Closed CarlinLiao closed 3 months ago
On my WSL machine, make test
hangs on multiple tests, for reasons I suspect are related to my environment and not the changes I made. Here's some abridged output:
module-test-ondemand, class counts cohoused datasets
Attempt 24 to check readiness of containers.
Containers are ready
┈┈┈┈┈┈┈┈┈┈┈┈┈┈┈┈┈┈┈┈┈┈┈┈┈┈┈┈┈┈┈┈┈┈┈┈┈┈┈┈┈┈┈┈┈┈┈┈┈┈┈┈┈┈┈┈┈┈┈┈┈┈┈┈┈┈┈┈ Setup env. (27s)
┃ class counts cohoused datasets ┈┈┈
(Started recording Docker compose logs for this test.)
07-11 15:28:44 [ DEBUG ] 129 ondemand.providers.counts_provider ┃ Creating feature with specifiers: positive_markers=('CD3',) negative_markers=('CD8', 'CD20')

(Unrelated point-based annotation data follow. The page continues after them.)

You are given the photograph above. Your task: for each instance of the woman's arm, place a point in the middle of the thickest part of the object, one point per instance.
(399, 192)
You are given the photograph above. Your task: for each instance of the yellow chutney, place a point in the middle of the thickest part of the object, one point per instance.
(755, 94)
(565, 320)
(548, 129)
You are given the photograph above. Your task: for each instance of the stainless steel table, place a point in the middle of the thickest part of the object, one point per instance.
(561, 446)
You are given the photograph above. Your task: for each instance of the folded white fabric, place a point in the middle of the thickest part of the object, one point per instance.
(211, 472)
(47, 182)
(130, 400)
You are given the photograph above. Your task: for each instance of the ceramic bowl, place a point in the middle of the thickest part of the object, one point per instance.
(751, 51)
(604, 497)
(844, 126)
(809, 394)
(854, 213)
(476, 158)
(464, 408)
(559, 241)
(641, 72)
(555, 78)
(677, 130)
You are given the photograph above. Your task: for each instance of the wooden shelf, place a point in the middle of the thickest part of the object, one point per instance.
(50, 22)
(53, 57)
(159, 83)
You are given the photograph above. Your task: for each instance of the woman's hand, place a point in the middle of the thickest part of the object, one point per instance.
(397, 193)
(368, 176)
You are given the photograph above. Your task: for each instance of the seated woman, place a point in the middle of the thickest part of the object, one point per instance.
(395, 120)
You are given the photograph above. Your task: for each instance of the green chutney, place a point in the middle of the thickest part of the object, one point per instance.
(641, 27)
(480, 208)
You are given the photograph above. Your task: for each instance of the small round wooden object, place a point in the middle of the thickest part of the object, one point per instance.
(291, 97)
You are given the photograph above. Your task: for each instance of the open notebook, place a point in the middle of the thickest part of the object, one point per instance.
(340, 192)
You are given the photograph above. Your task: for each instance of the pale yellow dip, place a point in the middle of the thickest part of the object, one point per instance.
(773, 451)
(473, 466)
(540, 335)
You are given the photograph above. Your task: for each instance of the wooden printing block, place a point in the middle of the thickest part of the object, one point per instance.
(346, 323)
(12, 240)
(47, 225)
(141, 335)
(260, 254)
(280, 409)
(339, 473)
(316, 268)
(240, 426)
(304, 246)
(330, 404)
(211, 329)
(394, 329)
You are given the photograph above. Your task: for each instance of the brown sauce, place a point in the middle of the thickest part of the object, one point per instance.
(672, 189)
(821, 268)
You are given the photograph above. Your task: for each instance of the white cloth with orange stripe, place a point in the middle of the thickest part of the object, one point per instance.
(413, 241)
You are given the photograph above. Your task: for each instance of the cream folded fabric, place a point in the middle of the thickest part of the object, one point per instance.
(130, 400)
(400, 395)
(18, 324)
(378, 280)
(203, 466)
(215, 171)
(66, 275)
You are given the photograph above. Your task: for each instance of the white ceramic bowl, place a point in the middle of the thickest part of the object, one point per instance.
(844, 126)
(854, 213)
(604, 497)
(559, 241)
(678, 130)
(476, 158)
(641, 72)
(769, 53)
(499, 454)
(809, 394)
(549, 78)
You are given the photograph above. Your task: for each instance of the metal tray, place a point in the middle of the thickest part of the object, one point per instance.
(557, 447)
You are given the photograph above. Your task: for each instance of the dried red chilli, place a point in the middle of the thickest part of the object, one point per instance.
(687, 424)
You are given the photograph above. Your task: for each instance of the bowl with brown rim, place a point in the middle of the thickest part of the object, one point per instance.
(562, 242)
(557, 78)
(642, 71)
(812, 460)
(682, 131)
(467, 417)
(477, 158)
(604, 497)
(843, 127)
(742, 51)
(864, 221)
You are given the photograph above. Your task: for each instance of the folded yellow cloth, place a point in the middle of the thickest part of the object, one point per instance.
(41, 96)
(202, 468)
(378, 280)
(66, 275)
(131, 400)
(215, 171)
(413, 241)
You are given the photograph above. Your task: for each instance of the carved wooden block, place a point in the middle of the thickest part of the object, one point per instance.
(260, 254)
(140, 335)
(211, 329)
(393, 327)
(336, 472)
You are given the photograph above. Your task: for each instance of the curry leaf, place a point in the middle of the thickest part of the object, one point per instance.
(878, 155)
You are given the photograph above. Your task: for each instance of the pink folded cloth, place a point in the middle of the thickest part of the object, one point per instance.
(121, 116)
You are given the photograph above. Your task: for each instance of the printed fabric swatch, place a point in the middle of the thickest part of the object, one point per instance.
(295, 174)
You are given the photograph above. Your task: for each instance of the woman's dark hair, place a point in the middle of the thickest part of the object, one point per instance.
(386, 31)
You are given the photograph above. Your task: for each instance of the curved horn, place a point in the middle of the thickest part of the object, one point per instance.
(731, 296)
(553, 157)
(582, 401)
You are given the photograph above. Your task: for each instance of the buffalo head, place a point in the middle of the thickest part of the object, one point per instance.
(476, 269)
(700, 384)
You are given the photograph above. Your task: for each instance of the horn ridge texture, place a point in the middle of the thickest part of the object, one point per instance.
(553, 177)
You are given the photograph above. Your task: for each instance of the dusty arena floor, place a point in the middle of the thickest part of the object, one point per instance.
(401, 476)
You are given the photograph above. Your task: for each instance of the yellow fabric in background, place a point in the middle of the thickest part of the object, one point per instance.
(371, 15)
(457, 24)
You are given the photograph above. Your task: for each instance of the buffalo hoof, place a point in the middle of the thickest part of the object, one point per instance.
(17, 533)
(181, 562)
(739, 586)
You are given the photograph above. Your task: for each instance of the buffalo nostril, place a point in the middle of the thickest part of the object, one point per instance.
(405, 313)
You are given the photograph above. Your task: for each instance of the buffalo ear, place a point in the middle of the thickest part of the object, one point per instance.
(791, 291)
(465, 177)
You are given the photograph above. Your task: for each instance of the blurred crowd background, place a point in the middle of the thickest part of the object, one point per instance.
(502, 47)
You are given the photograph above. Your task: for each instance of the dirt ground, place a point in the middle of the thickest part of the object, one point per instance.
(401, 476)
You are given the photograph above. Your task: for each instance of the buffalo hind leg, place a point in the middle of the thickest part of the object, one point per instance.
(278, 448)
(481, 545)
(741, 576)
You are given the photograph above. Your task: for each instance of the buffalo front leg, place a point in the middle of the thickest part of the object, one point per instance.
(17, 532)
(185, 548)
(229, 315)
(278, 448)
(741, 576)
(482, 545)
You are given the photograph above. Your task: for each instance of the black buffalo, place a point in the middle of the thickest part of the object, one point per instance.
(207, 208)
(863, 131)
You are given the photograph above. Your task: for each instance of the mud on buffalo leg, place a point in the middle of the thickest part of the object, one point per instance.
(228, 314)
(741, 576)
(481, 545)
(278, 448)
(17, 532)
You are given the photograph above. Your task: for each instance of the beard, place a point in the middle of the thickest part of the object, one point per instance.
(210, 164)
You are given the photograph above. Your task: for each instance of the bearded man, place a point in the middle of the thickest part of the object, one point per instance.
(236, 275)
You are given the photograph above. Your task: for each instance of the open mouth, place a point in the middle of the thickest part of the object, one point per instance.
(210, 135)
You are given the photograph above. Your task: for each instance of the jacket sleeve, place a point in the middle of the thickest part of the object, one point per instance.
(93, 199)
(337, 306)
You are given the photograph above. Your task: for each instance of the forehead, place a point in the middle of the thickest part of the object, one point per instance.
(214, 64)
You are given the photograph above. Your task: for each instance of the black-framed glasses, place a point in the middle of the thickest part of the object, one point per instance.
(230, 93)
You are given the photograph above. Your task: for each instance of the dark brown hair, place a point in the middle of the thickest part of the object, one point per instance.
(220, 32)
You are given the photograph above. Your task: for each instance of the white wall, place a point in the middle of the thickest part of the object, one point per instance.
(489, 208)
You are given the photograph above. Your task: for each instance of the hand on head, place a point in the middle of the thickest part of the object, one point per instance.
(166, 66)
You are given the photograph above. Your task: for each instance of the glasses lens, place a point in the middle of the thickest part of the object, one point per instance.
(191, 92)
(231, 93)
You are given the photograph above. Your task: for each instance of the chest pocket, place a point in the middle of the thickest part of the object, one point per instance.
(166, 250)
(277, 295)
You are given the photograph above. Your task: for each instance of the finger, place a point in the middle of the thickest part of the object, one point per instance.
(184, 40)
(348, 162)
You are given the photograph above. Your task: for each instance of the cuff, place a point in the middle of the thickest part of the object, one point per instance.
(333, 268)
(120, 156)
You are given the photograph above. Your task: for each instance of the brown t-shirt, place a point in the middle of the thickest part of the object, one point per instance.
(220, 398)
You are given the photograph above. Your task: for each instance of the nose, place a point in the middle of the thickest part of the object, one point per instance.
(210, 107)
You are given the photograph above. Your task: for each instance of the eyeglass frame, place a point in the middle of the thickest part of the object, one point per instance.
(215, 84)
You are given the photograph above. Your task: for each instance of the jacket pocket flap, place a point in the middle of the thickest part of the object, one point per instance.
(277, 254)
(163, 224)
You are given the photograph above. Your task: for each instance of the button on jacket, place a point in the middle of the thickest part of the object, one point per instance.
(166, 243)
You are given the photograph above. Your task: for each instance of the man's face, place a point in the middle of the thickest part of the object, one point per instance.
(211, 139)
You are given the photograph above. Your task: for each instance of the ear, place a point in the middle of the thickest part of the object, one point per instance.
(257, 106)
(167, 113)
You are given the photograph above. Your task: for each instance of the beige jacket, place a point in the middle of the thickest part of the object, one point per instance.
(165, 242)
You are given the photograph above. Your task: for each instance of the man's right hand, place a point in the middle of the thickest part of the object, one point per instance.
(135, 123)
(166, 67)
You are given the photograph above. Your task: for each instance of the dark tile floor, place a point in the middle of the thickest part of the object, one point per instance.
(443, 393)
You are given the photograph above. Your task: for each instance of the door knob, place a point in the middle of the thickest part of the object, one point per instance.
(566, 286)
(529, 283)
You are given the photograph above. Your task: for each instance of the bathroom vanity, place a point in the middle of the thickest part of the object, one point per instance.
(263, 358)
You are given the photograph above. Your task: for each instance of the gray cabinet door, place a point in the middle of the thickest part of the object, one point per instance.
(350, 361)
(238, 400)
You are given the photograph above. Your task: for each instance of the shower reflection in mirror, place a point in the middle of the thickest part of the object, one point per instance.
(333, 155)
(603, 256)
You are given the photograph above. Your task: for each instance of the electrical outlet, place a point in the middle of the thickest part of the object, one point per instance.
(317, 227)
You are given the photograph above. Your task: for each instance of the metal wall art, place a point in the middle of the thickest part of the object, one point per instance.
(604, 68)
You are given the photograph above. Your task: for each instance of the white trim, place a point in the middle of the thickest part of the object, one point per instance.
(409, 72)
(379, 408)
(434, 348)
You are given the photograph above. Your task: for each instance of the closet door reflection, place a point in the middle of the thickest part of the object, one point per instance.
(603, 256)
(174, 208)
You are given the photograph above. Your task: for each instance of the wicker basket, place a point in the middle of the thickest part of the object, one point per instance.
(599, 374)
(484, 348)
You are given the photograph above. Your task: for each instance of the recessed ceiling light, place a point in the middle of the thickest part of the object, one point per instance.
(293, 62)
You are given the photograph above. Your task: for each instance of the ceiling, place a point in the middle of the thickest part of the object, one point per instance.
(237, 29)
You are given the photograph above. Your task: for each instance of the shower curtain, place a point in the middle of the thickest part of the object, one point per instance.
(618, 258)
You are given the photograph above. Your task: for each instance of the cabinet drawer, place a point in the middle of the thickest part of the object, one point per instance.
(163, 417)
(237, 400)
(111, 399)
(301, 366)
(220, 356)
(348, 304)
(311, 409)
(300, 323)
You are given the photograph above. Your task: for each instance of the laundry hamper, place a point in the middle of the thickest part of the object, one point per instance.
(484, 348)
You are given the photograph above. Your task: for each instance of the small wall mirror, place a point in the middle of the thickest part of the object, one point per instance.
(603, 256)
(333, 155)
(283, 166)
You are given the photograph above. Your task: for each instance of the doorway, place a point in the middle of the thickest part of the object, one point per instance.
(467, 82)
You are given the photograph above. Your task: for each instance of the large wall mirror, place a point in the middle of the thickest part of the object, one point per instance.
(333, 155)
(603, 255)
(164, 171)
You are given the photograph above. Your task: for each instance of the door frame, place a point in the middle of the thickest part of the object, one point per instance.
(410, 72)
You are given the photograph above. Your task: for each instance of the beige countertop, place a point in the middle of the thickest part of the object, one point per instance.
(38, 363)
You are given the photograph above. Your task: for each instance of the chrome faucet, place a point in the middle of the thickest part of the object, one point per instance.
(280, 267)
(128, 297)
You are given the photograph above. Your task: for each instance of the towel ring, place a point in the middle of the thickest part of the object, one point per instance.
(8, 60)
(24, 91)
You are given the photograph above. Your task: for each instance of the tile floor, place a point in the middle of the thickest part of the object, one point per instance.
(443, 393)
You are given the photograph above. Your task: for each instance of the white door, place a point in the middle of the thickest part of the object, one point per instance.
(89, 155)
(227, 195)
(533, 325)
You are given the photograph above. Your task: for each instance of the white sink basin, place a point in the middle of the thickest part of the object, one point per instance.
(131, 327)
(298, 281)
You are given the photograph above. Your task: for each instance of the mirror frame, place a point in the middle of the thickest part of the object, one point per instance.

07-11 15:28:44 [ DEBUG ] 308 workflow.common.export_features ┃ Inserted specification 1 (population fractions).
07-11 15:28:44 [ DEBUG ] 315 workflow.common.export_features ┃ Inserting specifier: (1, '(("CD3",), ("CD8", "CD20"))', '1')
07-11 15:28:44 [ DEBUG ] 33 ondemand.scheduler ┃ Notifying queue activity channel that there are new items.
07-11 15:28:45 [ DEBUG ] 141 ondemand.request_scheduling ┃ Waiting for signal that feature 1 may be ready.
07-11 15:28:45 [ DEBUG ] 150 ondemand.request_scheduling ┃ A job is complete, so 1 may be ready.
07-11 15:28:45 [ DEBUG ] 150 ondemand.request_scheduling ┃ A job is complete, so 1 may be ready.
07-11 15:28:45 [ DEBUG ] 150 ondemand.request_scheduling ┃ A job is complete, so 1 may be ready.
07-11 15:28:45 [ DEBUG ] 150 ondemand.request_scheduling ┃ A job is complete, so 1 may be ready.
07-11 15:28:46 [ DEBUG ] 150 ondemand.request_scheduling ┃ A job is complete, so 1 may be ready.
07-11 15:28:46 [ DEBUG ] 150 ondemand.request_scheduling ┃ A job is complete, so 1 may be ready.
07-11 15:28:46 [ DEBUG ] 150 ondemand.request_scheduling ┃ A job is complete, so 1 may be ready.
^CTraceback (most recent call last):
File "/mount_sources/ondemand/module_tests/get_class_counts.py", line 30, in <module>
main()
File "/mount_sources/ondemand/module_tests/get_class_counts.py", line 14, in main
counts = get_counts(
^^^^^^^^^^^
File "/mount_sources/ondemand/module_tests/get_class_counts.py", line 9, in get_counts
return OnDemandRequester.get_counts_by_specimen(positives, negatives, study_name, 0, ())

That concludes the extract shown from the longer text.